If Jim hadn’t become a winemaker I could see him as a teacher. He seems to enjoy the opportunity to impart his knowledge of wine and winegrowing to his guests. I suspect he keeps the price-point of his library wine lower than it could be so a larger number of people can enjoy them.
We did three flights of wines, each with four samples. Three were from Linden, plus a ‘mentor wine’. Jim explained that if you want to make great wine, you need to sample great wines from elsewhere. To nobody’s surprise he chose a Meursault (Chardonnay) and a Vouvray Demi-Sec, but his Bordeaux pick was enlightening.
Most Bordeauxs I’ve tried to be heavily dominated by Merlot or Cabernet (70-90%), despite their fame as blends. While Cabernet Franc, Petit Verdot, or Malbec may be there, they tend to be a tiny fraction of the whole. But his choice of a 2016 Branaire-Ducru (from St. Julien) was only 64% Cabernet Sauvignon, 27% Merlot and dashes of Petit Verdot and Cabernet Franc. This blend more closely emulates Jim’s winemaking, as his newer vintages rarely see a single grape exceed 60% of the whole.
As we started our first flight Jim took questions, ranging from how he got into winemaking (a dinner with his parents), to the 2021 vintage (looks like it will be good, despite late rain), to the future of Linden (hopes his daughter and son-in-law will take over eventually).
My favorite discussion involved his test vineyard. Climate change is very real, and he fully recognizes the vagrancy of Virginia’s weather won’t allow him to continue farming like he’s done in the past. While many wine drinkers tend to overly focus on Bordeaux grapes, he’s willing to embrace any grape that makes good wine.
He didn’t give a full roster of the grapes planted there but he did mention he has a row of Fiano he’s very happy with. In the future he’d love to try some of the new crosses and hybrids coming out of Europe, including Marselan (a cross between Grenache and Cabernet Sauvignon).
As for the Linden whites, we had the Meursault, followed by a 2019 Village, 2013 Hardscrabble, and a barrel sample of the 2021 Hardscrabble. Stylistically the Meursault was different but I could see why Jim chose it.
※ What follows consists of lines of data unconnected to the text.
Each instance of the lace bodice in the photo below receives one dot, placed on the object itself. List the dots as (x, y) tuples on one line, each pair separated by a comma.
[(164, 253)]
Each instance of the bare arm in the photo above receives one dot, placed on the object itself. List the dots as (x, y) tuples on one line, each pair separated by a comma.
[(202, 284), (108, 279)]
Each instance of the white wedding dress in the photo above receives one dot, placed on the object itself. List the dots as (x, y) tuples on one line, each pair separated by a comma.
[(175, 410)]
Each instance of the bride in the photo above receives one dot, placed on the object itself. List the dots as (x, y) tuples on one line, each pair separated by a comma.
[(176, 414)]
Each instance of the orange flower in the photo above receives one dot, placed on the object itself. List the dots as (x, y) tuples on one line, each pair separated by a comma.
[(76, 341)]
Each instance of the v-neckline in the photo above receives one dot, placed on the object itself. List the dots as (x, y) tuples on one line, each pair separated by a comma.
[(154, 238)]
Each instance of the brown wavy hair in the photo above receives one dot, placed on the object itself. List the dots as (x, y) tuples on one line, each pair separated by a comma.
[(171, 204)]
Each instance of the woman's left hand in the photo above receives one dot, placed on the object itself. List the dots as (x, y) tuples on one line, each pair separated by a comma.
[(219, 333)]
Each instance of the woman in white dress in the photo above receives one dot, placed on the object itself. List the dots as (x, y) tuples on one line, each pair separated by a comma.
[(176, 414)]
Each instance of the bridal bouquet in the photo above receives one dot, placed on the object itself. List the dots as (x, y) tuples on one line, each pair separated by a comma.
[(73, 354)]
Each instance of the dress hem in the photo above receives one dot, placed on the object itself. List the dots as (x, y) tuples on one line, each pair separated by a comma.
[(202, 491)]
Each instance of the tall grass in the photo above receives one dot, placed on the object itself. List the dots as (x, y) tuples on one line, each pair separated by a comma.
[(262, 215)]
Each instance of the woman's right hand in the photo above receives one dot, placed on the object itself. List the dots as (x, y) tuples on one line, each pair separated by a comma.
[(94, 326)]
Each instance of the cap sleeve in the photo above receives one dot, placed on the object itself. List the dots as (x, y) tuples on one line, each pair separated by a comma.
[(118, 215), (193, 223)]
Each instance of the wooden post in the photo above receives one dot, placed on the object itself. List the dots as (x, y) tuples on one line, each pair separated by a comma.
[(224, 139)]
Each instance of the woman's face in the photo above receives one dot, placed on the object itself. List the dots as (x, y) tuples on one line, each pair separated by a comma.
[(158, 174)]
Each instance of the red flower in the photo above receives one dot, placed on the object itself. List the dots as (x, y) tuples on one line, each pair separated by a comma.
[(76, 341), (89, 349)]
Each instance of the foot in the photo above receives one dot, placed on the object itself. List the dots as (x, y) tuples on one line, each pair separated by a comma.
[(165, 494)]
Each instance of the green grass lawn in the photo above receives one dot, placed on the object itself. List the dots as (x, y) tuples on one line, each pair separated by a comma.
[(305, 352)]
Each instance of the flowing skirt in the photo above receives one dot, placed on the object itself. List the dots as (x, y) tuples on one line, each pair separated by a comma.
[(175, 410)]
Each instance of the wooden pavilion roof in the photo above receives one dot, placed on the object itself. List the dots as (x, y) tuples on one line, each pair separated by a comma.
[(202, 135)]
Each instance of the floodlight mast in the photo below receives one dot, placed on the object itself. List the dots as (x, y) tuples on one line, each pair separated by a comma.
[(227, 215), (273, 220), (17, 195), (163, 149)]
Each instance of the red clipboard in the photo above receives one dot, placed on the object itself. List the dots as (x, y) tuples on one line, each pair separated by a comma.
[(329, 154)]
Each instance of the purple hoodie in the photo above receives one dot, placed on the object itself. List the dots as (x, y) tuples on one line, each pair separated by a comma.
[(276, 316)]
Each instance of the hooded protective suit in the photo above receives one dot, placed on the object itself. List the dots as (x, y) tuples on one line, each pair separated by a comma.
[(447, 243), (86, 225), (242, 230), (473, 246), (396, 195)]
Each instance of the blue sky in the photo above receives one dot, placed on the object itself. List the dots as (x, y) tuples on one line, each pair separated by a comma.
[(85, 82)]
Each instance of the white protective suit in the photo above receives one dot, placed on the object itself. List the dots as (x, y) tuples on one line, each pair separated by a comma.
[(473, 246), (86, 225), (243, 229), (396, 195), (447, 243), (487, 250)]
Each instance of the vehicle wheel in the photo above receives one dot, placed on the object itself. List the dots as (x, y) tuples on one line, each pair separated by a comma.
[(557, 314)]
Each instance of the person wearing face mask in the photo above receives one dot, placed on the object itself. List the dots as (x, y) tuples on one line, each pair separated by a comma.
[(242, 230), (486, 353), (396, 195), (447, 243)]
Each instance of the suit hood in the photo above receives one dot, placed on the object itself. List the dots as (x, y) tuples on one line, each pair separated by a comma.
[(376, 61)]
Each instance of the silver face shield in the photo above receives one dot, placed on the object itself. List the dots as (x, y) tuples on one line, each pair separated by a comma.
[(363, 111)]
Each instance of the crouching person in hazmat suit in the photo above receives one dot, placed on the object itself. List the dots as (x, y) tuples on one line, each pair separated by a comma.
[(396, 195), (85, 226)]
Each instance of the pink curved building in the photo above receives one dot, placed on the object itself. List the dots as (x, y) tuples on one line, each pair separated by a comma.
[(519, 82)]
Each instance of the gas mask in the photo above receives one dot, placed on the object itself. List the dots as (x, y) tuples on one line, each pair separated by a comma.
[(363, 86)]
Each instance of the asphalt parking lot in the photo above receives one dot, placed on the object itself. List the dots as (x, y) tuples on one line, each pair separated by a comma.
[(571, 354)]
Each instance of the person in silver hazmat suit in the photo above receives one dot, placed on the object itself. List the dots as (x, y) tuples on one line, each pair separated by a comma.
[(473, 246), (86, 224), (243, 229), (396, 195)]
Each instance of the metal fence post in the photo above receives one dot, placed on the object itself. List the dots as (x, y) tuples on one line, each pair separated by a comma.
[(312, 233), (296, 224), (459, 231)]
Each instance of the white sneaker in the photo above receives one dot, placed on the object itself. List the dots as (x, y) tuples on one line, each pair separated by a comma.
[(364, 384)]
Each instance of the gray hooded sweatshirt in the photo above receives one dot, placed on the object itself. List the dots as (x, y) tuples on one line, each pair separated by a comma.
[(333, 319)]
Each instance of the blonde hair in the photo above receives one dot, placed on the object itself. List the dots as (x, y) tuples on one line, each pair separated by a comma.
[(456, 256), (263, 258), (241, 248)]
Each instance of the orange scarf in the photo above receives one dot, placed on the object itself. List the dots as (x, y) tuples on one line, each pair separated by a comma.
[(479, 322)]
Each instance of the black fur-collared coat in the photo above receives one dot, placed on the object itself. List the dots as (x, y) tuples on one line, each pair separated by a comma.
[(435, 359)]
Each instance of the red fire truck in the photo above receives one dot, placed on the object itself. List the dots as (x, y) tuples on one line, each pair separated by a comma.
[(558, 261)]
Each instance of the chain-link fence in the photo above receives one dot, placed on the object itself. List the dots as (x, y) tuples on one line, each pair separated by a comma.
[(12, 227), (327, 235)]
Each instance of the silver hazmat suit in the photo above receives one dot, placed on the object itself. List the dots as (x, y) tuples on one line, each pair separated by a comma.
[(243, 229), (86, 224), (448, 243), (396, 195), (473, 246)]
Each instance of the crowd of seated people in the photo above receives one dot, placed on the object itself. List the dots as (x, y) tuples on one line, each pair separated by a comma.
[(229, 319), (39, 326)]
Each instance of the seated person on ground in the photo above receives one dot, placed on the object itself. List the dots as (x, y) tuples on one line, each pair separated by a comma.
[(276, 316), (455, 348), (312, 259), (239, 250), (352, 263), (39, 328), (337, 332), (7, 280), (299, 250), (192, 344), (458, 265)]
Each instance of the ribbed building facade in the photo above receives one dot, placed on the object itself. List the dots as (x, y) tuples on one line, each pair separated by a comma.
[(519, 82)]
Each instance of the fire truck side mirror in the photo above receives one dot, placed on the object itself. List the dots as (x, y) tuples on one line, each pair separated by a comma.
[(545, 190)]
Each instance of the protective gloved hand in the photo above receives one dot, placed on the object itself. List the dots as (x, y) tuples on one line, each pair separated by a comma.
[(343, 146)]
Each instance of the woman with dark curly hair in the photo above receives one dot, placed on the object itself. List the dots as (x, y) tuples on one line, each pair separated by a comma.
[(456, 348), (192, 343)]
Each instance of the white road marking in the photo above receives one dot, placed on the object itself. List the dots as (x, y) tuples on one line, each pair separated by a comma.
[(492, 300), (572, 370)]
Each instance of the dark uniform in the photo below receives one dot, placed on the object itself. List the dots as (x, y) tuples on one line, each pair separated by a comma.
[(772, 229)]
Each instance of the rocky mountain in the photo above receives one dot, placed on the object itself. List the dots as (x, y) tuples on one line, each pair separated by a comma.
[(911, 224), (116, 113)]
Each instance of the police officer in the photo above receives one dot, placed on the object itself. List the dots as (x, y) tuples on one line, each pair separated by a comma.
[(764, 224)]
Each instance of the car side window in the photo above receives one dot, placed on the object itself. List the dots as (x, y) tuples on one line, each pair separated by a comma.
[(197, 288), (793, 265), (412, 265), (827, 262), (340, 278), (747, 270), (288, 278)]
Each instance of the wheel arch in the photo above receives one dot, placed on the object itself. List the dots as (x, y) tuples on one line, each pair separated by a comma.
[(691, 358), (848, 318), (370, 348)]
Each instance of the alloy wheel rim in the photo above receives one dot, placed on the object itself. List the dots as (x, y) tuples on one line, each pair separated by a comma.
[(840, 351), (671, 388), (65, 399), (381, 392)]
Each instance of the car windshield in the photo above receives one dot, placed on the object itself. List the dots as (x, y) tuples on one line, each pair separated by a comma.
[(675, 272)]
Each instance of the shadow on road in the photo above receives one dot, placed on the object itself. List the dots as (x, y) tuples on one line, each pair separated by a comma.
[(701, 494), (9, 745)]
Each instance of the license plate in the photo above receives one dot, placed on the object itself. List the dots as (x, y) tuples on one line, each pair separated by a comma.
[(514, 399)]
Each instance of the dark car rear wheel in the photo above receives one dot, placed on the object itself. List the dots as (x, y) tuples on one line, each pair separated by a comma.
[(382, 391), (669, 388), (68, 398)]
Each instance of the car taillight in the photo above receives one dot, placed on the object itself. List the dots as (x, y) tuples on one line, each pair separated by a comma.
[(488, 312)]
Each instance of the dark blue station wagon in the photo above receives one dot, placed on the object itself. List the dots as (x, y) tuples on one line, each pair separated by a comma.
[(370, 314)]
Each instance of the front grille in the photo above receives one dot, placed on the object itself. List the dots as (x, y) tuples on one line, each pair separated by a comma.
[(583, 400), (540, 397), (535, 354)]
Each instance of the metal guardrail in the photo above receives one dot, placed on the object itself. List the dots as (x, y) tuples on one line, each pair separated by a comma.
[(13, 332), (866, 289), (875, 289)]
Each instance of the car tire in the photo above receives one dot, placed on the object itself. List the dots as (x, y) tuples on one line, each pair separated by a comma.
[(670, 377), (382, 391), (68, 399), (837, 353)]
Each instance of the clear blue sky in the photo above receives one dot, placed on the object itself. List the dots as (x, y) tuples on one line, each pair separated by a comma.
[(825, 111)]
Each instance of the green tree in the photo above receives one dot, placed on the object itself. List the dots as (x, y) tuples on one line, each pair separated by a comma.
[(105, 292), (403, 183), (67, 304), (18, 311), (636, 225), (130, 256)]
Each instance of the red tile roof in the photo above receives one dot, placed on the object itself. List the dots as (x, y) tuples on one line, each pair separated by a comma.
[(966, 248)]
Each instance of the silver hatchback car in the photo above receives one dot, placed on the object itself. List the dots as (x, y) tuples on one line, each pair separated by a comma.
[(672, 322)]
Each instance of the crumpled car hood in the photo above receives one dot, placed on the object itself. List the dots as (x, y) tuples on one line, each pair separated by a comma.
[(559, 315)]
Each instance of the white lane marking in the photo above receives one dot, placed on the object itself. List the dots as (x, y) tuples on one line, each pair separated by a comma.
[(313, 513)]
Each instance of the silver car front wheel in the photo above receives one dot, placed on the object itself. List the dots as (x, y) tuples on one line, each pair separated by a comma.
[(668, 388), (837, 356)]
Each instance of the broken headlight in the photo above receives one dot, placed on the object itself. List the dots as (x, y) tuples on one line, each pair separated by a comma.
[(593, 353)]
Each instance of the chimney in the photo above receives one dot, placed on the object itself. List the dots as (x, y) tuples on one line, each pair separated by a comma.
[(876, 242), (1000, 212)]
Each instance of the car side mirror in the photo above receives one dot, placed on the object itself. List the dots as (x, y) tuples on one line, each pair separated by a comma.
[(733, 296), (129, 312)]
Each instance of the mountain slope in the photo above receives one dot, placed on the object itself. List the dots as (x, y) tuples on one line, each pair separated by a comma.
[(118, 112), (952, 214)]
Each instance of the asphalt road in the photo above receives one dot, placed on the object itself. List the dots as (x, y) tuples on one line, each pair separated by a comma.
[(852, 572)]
The 2019 Village was still new and wasn’t yet integrated. Jim said it probably won’t be ready till next year. The 2021 barrel sample was almost like tasting raw cider.
My favorite by far was the 2013 Hardscrabble. This Chardonnay had great depth and color. I’m learning I’m really enjoying older Chardonnays, and this was definitely age-worthy.
For the reds we had Hardscrabbles from 2010, 2017, and 2020, plus the Bordeaux. 2017 was an outstanding year and it’s markedly improved from last year when I tried it. 2020 was of course young but interesting. 2010 was really enjoyable; it had more secondary characteristics but there was still fruit there. I was tempted to buy one at only $75 but showed restraint.
We finished with the dessert wines. If you like the Late Harvest get them – it seems like it’s getting harder and harder to make them.